Tencent Music has dropped over $415 million to acquire Lazy Audio, “a comprehensive audio platform providing entertainment in the forms of audiobooks, Chinese comedy, podcasts and other radio shows.”
Shenzhen-headquartered Tencent Music, which owns the QQ Music, Kugou Music, and Kuwo Music streaming services, as well as the WeSing karaoke app, unveiled the multimillion-dollar buyout this morning. Tencent Music will pay 2.7 billion Chinese Yuan ($416.16 million currently – though exchange-rate fluctuations continue to move the precise price) for the nine-year-old Lazy Audio.
The $415 million tranche consists “primarily” of cash, the company indicated, but the Tencent subsidiary will also provide Lazy Audio management with “certain post-acquisition equity-settled awards.” Additionally, Lazy Audio will operate independently “while being an essential component of TME’s overall long-form audio strategy.” The involved parties expect the deal to officially wrap sometime in 2021’s first half, “subject to customary closing conditions.”
Lazy Audio “monetizes via different channels,” according to TME, including through premium content, subscriptions, and advertising, and boasts “strong user interactions and engagement.” In terms of the latter, it bears mentioning that Tencent Music livestream concerts, promoted as TME Live, had generated north of 100 million views as of last August, per the company. These roughly hour-long events, TME noted, emphasize interaction between audience members and artists.

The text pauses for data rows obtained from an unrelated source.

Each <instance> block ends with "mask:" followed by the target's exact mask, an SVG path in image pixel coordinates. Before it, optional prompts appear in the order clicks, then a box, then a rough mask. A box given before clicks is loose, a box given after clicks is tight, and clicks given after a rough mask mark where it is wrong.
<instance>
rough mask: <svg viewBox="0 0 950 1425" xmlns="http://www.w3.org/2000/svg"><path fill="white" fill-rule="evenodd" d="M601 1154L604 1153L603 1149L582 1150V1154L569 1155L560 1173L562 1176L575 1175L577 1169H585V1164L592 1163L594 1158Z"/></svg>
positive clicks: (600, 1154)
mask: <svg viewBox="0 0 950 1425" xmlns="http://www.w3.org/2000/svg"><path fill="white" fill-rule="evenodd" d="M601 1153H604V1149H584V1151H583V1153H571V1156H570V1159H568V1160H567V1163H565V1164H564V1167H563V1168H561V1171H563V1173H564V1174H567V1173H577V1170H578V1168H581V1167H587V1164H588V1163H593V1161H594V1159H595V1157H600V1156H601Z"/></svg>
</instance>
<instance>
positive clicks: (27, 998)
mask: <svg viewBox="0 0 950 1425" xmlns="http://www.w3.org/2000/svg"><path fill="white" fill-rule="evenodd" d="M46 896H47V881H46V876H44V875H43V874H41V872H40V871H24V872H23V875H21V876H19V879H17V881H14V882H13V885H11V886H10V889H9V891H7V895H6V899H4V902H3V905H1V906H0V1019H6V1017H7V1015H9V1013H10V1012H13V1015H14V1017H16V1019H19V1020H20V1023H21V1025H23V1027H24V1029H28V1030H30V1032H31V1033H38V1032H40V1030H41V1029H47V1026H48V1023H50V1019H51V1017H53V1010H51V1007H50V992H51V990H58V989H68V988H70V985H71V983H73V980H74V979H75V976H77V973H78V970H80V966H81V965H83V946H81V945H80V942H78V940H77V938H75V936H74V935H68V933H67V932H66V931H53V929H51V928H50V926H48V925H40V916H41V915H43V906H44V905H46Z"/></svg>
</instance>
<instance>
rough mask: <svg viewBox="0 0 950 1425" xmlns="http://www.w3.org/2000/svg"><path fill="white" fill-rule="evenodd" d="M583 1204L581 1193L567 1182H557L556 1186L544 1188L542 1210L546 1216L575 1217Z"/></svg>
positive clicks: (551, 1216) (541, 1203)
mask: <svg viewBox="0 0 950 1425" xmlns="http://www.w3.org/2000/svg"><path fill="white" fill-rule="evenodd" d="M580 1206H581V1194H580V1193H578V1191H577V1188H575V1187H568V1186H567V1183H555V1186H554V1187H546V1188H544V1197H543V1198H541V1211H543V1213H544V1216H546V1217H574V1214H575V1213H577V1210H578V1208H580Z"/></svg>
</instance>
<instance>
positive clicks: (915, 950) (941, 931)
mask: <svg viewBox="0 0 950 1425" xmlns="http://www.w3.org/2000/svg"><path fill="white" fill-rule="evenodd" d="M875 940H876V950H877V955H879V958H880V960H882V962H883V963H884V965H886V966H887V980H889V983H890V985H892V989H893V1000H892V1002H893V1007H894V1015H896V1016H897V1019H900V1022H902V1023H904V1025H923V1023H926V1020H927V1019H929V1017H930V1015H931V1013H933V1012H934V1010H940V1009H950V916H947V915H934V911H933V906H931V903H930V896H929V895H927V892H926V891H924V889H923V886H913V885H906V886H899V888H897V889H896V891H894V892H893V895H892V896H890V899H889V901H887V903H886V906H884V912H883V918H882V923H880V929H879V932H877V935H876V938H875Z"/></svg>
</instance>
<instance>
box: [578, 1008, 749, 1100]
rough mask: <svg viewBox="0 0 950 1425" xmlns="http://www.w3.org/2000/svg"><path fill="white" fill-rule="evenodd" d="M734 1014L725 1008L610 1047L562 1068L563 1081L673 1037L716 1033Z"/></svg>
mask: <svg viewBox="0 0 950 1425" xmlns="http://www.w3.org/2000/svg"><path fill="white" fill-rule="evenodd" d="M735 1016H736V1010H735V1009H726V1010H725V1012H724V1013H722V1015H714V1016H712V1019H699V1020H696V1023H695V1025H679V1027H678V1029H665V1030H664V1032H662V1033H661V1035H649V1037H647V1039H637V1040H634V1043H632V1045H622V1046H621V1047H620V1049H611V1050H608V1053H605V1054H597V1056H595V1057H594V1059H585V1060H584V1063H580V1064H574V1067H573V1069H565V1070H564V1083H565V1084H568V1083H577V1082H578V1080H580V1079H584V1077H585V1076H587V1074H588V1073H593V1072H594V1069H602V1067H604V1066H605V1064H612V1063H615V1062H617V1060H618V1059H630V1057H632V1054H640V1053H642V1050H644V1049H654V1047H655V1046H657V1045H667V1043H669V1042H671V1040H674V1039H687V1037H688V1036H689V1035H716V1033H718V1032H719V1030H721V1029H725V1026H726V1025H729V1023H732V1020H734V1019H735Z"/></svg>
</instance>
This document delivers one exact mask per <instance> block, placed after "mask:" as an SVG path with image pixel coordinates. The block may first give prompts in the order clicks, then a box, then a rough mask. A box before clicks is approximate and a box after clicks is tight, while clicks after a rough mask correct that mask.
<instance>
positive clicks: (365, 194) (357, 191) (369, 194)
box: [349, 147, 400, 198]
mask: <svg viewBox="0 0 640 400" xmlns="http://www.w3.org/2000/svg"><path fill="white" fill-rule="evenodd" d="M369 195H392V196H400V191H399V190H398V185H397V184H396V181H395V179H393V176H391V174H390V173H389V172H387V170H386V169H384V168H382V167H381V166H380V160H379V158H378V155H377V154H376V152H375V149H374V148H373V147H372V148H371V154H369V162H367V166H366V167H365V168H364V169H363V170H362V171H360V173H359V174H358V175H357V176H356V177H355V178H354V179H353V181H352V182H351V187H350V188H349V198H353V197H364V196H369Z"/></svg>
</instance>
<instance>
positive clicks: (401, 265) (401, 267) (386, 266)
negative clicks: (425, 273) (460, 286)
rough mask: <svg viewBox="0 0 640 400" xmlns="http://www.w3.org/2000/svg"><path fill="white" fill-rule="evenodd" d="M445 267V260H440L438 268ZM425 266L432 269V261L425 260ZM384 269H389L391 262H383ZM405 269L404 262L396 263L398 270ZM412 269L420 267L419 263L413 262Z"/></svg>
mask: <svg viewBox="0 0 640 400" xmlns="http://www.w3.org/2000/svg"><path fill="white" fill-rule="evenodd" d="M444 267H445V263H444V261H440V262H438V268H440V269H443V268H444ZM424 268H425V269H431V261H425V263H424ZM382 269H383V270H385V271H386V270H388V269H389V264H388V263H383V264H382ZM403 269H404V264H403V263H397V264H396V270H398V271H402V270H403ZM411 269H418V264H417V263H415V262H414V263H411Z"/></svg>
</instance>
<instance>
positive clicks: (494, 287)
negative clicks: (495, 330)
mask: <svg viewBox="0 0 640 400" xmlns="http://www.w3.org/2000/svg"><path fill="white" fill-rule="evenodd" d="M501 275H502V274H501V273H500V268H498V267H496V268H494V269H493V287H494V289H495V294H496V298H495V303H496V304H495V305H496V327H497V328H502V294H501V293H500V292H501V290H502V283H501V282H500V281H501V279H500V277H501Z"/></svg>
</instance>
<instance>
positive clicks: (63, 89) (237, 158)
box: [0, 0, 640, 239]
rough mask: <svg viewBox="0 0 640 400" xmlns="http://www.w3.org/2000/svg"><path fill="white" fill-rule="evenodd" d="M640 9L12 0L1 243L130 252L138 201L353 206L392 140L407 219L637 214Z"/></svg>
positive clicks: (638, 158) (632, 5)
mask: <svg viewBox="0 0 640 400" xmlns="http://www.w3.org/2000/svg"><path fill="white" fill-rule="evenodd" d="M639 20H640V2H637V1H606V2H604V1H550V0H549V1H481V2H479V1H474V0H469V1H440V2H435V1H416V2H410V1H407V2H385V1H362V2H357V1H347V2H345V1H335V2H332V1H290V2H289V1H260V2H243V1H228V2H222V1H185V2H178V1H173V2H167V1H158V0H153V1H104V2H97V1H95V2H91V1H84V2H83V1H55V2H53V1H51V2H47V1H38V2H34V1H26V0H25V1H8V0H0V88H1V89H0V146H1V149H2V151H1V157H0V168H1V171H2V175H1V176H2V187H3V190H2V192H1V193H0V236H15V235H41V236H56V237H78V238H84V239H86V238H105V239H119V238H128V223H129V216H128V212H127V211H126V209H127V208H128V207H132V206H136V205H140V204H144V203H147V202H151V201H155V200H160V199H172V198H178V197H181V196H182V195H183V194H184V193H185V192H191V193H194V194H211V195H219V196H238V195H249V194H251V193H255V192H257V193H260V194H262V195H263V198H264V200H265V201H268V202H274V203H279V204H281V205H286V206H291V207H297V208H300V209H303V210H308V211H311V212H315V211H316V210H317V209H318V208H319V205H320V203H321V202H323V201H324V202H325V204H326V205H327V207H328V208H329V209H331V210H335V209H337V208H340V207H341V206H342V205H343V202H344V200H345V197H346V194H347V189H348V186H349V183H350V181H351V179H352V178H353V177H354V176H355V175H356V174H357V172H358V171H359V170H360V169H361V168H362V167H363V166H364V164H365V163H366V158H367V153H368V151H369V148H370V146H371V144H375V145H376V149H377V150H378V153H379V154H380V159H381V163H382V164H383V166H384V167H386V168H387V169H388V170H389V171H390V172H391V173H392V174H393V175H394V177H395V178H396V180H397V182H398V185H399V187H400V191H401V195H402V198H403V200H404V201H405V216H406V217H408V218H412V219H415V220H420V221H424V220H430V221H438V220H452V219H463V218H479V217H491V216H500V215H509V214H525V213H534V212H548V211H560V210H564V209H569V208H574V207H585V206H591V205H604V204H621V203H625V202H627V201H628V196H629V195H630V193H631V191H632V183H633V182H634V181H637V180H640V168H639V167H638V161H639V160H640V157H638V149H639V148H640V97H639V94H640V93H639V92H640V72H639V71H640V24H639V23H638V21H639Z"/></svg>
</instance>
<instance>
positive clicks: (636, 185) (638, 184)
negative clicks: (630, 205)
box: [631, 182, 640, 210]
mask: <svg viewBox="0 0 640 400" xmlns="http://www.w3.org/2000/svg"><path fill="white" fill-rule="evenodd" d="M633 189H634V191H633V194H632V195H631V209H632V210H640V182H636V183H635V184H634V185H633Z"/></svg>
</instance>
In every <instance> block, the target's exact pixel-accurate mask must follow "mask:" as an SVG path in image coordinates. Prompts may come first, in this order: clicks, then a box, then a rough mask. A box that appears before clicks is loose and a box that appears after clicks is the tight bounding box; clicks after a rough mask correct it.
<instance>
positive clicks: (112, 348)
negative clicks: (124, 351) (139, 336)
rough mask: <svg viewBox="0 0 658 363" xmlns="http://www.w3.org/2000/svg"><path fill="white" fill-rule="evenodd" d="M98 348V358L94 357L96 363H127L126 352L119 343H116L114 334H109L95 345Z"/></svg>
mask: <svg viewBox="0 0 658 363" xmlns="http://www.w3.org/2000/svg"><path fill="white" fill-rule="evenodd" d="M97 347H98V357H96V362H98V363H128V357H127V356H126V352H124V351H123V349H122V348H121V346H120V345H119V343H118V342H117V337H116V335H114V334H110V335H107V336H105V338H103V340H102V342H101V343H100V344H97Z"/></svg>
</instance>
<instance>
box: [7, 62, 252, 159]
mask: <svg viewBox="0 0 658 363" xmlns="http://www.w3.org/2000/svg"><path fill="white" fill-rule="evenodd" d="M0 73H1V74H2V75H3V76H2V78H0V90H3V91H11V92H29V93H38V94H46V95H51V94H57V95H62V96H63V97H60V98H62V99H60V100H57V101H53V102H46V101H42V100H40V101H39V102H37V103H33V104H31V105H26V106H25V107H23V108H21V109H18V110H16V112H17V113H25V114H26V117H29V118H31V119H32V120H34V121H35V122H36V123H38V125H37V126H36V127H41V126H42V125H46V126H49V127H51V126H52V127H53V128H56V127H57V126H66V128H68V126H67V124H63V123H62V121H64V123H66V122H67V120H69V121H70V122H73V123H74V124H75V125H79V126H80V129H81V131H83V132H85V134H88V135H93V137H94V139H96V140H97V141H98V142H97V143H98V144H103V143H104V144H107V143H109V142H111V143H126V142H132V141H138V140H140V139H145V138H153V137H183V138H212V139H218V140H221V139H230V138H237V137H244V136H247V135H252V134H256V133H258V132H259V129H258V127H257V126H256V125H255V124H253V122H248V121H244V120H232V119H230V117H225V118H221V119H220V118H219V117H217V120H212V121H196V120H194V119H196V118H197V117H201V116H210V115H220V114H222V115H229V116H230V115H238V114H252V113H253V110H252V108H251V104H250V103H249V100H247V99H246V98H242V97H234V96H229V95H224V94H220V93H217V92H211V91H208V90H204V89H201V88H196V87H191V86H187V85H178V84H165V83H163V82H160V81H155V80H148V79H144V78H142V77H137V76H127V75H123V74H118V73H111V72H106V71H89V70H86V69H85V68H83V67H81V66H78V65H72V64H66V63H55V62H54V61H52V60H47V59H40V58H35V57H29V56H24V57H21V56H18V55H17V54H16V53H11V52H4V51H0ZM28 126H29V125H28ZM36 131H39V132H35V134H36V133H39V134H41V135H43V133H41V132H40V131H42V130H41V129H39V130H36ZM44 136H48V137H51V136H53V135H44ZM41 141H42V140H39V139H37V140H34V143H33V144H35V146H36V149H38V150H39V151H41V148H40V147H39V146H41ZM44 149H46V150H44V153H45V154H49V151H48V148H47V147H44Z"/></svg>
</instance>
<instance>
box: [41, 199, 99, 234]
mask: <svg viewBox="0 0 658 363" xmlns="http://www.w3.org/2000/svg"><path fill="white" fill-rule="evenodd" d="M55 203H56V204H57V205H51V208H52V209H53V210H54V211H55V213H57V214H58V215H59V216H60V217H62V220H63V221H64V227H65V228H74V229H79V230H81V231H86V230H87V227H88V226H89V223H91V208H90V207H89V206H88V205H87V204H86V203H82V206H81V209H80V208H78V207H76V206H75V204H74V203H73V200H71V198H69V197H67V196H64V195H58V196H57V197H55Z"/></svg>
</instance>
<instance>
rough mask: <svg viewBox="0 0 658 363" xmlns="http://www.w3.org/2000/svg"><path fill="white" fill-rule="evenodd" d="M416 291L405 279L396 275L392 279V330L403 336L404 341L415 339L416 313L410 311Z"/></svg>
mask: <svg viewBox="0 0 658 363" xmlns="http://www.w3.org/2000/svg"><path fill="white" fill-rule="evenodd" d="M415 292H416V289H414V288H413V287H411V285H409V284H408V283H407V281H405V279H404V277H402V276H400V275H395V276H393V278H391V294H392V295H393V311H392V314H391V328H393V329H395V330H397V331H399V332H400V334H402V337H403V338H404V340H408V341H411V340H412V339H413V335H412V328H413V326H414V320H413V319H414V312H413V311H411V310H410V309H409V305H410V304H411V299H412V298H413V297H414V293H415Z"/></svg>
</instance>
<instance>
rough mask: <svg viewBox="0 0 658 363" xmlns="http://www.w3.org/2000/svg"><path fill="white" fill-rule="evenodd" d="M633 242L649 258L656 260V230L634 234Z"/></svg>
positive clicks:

Addressing the purchase, Tencent Music CEO Cussion Pang indicated that Lazy Audio will deliver an extensive library of non-music audio entertainment to Tencent Music apps – as well as the tools needed to ramp-up internal audiobook production.
“As a leading provider of audio entertainment, Lazy Audio can be seamlessly integrated into our existing long-form audio strategy…Lazy Audio’s catalog is set to expand our audio content library, and its recording capacity will significantly boost our production of audiobooks,” said Pang.
It recently came to light that Tencent Music, traded as TME in the United States, could be exploring the possibility of a multibillion-dollar IPO in Hong Kong due to concerns of a potential stateside delisting. In 2020, TME continued to ink a number of high-profile deals and revealed in November that the third quarter had brought the largest subscriber growth of any three-month stretch since 2016.
More broadly, the controversial conglomerate Tencent – about 31 percent of which belongs to South African internet company Naspers – has quietly secured a 20 percent stake in Universal Music Group (UMG), a roughly 1.6 percent interest in Warner Music Group (WMG), and an over nine percent piece of Spotify.
At the time of publishing, Tencent Music shares were trading for $22.25 apiece – a 2.5 percent or so boost from yesterday’s close, and near the all-time-high of $22.48 that TME touched shortly after the market opened this morning.